A District of Columbia block hit by vandals last month is under attack again, and this time the perpetrators made it personal: The person poured urine on the front door of a resident who spoke out against the earlier crimes.

Jan Bailey and several neighbors in the 4700 block of 15th Street NW were awakened in the early-morning hours Monday to find their tires slashed and car windows smashed.

Mr. Bailey, 58, found urine all over his front door, and some of it had seeped onto a rug in his house. After cleaning it up, he returned to bed.

When he woke again at 7:30 a.m., his car had been further damaged. It was the only one in the block with every car window smashed out, and all but one tire slashed.

"It's more personalized" than the Oct. 19 attack, Mr. Bailey told The Washington Times.

"The fact that this individual came on my porch and did what they did … you just don't know," he said. "I've never been treated this way."

One or more persons slashed at least 34 tires in the same block in the early-morning hours of Thursday, Oct. 19.

The Metropolitan Police Department has increased patrols on the block and chased leads, but it is a tough case to break, said Lt. Jimmie Riley of the department's 4th District.

Investigators believe this latest attacker may have had a different motive because far fewer cars were hit five instead of almost 20 and because someone soiled Mr. Bailey's door.

"Someone is carrying out some anger in them, and it seems to be directed at [Mr. Bailey] and his property," Lt. Riley said. "People don't come up on your front porch and urinate for no reason. This is not a random thing. There's something that makes it personally involved."

Lt.
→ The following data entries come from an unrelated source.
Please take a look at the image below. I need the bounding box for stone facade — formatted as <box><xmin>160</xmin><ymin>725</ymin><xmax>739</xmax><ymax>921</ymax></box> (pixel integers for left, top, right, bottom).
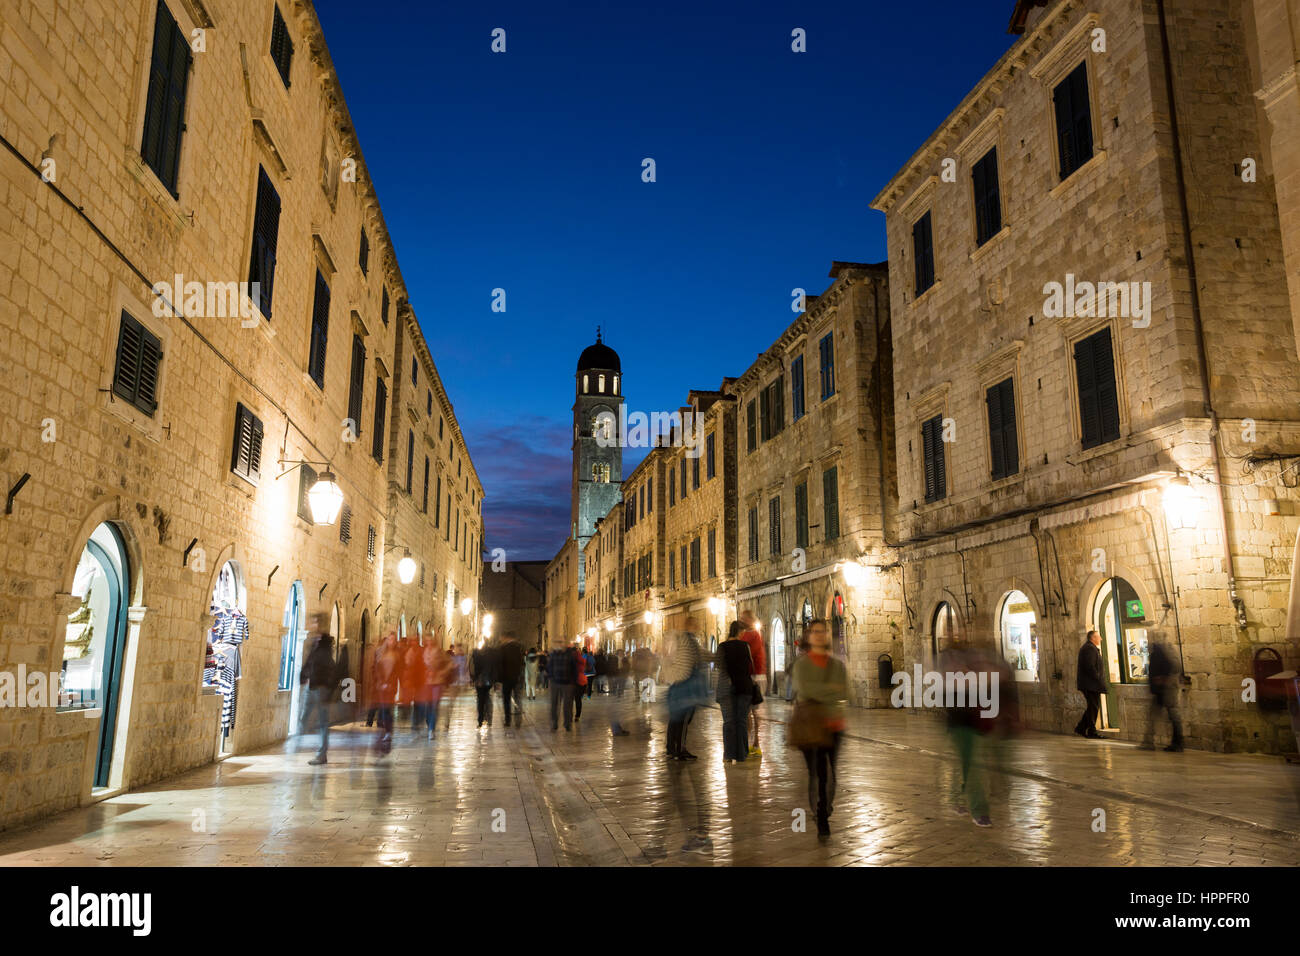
<box><xmin>480</xmin><ymin>560</ymin><xmax>545</xmax><ymax>650</ymax></box>
<box><xmin>0</xmin><ymin>0</ymin><xmax>481</xmax><ymax>830</ymax></box>
<box><xmin>543</xmin><ymin>536</ymin><xmax>579</xmax><ymax>648</ymax></box>
<box><xmin>871</xmin><ymin>0</ymin><xmax>1300</xmax><ymax>752</ymax></box>
<box><xmin>610</xmin><ymin>445</ymin><xmax>668</xmax><ymax>651</ymax></box>
<box><xmin>732</xmin><ymin>264</ymin><xmax>901</xmax><ymax>703</ymax></box>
Riley suggested it may involve a domestic dispute Mr. Bailey is having with a relative, but he would not elaborate.

"It's directed at this gentleman specifically," he said. "It sort of focused on him and a relative. It's more like a personal thing."

Mr. Bailey said he told police about a spat with his son, who lives in Northern Virginia, this summer, "but he would never do anything like this." He wouldn't elaborate.
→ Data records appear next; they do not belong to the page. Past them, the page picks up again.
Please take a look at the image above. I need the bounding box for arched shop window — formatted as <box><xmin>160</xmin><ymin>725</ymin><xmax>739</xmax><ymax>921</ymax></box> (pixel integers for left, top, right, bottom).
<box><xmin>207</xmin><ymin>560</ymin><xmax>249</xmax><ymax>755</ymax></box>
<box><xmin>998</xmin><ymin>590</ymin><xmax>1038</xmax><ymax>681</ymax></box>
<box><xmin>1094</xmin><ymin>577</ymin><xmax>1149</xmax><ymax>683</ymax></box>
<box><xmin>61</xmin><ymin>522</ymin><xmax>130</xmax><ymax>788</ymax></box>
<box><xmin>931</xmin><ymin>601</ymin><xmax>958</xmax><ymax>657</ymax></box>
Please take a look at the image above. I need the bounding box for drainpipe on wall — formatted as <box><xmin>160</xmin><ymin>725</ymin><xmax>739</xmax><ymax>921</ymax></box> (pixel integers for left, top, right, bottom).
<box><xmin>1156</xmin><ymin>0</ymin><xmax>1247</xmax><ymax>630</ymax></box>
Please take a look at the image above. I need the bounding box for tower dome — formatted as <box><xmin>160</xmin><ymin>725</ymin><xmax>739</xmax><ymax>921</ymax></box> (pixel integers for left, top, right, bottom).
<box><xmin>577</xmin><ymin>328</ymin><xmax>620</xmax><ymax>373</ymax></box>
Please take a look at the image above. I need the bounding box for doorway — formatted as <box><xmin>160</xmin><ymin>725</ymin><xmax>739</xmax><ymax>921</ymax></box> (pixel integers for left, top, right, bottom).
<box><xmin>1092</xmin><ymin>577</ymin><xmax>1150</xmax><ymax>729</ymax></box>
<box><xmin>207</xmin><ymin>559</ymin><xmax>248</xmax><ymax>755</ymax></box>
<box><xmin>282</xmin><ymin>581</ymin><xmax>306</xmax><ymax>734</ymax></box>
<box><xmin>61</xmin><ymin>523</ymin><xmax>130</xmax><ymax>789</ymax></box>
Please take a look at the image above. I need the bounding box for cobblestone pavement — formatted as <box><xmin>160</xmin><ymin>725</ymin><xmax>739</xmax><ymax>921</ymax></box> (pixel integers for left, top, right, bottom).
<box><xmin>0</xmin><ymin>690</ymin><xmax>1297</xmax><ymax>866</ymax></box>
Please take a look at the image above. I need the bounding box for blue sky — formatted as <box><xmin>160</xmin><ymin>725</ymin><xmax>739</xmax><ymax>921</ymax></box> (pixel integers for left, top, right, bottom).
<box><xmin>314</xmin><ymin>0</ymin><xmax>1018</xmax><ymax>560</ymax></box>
That does not explain, however, why other residents on the block were targeted Monday, Lt. Riley said.

Mr. Bailey insists he has no enemies, and said he has no idea why the vandalism is happening.

"Why we're being targeted is puzzling," he said. "We really can't put a handle on it. I haven't panicked yet, but I'm very concerned."

Police found blood droplets on the ground by Mr. Bailey's car, leading them to believe the vandal used his hand to break the windows.

Mr. Bailey believes the perpetrator must have been on drugs; police believe only that the vandal was full of fury.

"That's pure anger. That's not random," Lt. Riley said.

At a community meeting following the initial incident, police said they had no motive. They suggested trouble may be spilling into 16th Street Heights from groups of rival teens involved in a spate of shootings, drug deals and vandalism in surrounding neighborhoods.

But Lt. Riley told The Times yesterday that police have ruled out gangs.

Mr. Bailey has spent more than $1,200 on repairs to his car, but worrying about the vandal is what weighs on him.

"Greater than that is the psychological cost, which I just can't measure right now," he said. "I'm just wondering if this will happen every month."

Residents are discussing ways to fight back, such as establishing resident patrols and funding a reward for information that leads to the perpetrator.

"We're getting the word out that we are serious about protecting our block," Mr. Bailey said. "And that we're not going to be intimidated by this kind of madness. We're fighters."